How Logs Are Stored?

The storage backend of FlowG is the key/value store BadgerDB.

Streams

A stream is the destination of log entries. The stream hold the configuration for the following:

  • Time-based retention: how long will the log entry be kept (in seconds)
  • Size-based retention: the maximum size (in MB) of the stream before deleting older entries
  • Indexed fields: the list of fields in the log entries to index

If any of the retention parameters is set to 0 (the default), it is assumed to be "unlimited". For each stream, the configuration is stored (as JSON) at the following key:

stream:config:<stream name> = { ... }

Example:

# TTL of 5min and max size of 1GB
stream:config:test = {"ttl": 300, "size": 1024, "indexed_fields": ["foo", "bar"]}

Log Entries

A log entry is composed of:

  • the timestamp at which the log was ingested
  • a flat record of string key/values

Each log entry is serialized as JSON and saved at the following key:

entry:<stream name>:<timestamp in milliseconds>:<UUID v4>

The timestamp is padded with 0s to be easily sortable. The UUID is there to make sure that 2 entries can be ingested at the same millisecond.

Example:

entry:test:00000001724140167373:057804d1-832f-45bf-8e70-7acbf22ec480

When added to the database, if no stream configuration exists, a default one is added.

For each field of the log record, the following key is added to the database:

stream:field:<stream name>:<field name>

Example:

stream:field:test:foo
stream:field:test:bar

Indexes

Field Index

A field of a log entry is indexed by creating a new key referencing the field and the associated log entry's key:

index:<stream name>:field:<field name>:<base64 encoded field value>:<entry key>

Example:

# base64(bar) = YmFy
index:test:field:foo:YmFy:entry:test:00000001724140167373:057804d1-832f-45bf-8e70-7acbf22ec480

Querying

Each query must be made within a time-window.
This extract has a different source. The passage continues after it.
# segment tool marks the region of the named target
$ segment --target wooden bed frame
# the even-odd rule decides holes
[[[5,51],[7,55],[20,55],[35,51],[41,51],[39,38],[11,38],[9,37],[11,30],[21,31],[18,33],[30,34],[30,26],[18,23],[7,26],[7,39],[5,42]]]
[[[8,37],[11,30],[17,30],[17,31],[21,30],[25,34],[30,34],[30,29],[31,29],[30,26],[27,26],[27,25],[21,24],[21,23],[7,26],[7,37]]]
We fetch the keys to lookup by iterating over all keys with the following prefix:

entry:<stream name>:

Then, we select all keys that are "higher" than

entry:<stream name>:<from timestamp>:

And "lower" than:

entry:<stream name>:<to timestamp>:

Because of the internal structure of BadgerDB, this operation is fast.

Then, if a filter is given, we match the log record to the filter expression to determine if it should be returned.